Phonon damping in a 2D superfluid: insufficiency of Fermi's golden rule at low temperature

TL;DR

This paper investigates phonon damping in 2D superfluids and finds that Fermi's golden rule underestimates damping rates at low temperatures, unlike in 3D, due to non-perturbative effects.

Contribution

It demonstrates the insufficiency of Fermi's golden rule for phonon damping in 2D superfluids at low temperatures using Green's function and non-perturbative methods.

Findings

Fermi's golden rule underestimates damping by a factor of about three in 2D.

Classical simulations confirm the non-perturbative predictions.

Damping rates differ significantly from 3D superfluids at low temperatures.

Abstract

It is generally accepted that the phonon gas of a superfluid always enters a weak coupling regime at sufficiently low temperatures, whatever the strength of the interactions between the underlying particles (constitutive of the superfluid).
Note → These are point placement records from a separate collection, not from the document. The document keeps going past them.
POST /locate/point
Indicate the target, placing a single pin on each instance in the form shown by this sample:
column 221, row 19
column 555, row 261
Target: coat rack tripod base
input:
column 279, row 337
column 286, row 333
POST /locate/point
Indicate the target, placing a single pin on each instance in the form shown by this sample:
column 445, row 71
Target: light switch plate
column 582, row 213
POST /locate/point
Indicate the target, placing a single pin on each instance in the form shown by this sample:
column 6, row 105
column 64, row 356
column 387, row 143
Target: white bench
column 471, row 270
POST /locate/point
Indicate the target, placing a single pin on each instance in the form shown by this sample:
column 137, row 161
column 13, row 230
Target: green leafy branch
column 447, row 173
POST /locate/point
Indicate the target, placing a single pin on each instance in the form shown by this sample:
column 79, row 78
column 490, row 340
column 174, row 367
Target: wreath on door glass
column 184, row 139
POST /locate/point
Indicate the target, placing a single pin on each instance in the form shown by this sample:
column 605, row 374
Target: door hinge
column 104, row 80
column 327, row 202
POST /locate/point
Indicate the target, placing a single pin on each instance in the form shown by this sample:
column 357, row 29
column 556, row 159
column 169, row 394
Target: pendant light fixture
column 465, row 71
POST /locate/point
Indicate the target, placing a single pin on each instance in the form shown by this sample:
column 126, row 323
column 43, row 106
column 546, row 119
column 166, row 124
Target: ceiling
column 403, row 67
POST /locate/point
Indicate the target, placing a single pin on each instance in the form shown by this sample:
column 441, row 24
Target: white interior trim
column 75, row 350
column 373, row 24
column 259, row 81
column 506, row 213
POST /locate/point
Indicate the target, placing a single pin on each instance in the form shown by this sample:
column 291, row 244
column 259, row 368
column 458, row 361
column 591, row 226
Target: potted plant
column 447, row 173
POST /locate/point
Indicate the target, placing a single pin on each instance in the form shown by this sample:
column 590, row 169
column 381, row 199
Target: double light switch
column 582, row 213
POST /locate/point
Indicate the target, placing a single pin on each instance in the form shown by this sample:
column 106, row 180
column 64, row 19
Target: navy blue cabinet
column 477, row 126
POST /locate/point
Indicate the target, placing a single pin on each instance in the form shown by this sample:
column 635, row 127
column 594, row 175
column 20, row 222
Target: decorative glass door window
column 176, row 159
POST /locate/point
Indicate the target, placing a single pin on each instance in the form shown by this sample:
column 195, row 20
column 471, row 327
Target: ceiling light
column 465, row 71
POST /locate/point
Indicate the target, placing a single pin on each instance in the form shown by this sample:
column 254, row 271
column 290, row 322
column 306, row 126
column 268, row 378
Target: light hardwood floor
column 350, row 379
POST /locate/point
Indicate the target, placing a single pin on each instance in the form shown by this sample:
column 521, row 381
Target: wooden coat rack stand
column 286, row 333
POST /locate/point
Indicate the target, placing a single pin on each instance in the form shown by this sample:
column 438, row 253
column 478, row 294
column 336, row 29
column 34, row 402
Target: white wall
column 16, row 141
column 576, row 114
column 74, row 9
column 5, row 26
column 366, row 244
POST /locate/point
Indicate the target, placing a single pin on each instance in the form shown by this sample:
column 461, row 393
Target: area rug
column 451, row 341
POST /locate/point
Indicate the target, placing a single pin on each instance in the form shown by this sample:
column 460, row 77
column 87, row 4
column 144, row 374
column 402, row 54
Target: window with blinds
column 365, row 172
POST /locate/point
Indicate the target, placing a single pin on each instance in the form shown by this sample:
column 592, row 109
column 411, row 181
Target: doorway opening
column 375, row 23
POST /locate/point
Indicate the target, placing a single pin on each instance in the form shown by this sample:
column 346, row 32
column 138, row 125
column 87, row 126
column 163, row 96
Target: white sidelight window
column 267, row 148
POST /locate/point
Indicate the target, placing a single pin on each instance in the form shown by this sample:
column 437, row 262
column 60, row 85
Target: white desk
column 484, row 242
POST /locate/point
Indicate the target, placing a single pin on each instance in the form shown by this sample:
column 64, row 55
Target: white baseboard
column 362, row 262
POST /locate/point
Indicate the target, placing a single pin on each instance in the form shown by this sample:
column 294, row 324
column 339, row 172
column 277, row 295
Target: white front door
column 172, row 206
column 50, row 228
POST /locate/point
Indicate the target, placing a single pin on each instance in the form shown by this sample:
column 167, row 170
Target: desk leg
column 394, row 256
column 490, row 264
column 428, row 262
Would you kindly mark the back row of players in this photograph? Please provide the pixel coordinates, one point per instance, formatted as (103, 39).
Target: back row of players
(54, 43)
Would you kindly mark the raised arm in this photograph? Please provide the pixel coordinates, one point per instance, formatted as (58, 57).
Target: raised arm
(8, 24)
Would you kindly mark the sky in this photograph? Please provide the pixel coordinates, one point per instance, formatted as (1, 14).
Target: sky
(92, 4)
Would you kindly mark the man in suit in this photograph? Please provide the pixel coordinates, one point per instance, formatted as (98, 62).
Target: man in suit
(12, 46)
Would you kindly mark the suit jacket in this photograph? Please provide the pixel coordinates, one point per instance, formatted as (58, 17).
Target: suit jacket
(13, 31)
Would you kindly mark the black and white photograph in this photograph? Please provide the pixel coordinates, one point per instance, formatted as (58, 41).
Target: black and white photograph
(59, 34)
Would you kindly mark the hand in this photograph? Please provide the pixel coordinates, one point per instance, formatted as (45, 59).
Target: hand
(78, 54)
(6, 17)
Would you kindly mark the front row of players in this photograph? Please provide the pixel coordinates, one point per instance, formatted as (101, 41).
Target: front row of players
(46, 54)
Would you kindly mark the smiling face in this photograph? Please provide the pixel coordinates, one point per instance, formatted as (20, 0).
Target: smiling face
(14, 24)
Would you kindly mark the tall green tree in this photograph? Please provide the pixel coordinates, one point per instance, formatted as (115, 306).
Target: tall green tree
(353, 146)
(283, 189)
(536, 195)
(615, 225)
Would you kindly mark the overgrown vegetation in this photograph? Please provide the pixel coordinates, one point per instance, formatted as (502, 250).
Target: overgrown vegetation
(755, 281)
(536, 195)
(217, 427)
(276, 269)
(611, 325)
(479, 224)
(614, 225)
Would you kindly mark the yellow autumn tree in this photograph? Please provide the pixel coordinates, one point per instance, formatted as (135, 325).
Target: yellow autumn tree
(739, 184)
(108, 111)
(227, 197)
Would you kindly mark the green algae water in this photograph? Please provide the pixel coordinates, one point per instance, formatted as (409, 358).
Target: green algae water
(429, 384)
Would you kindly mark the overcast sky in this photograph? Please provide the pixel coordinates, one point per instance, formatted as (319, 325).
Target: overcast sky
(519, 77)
Thus, in this limit, we should always be able to calculate the damping rate of thermal phonons by applying Fermi's golden rule to the Hamiltonian $H_3$ of cubic phonon-phonon coupling taken from quantum hydrodynamics, at least in the case of a convex acoustic branch and in the collisionless regime (where the eigenfrequency of the considered phonons remains much greater than the gas thermalization rate). Using the many-body Green's function method, we predict that, unexpectedly, this is not true in two dimensions, contrary to the three-dimensional case. We confirm this prediction with classical phonon-field simulations and a non-perturbative theory in $H_3$, where the fourth order is regularized by hand, giving a complex energy to the virtual phonons of the four-phonon collisional processes. For a weakly interacting fluid and a phonon mode in the long-wavelength limit, we predict a damping rate about three times lower than that of the golden rule.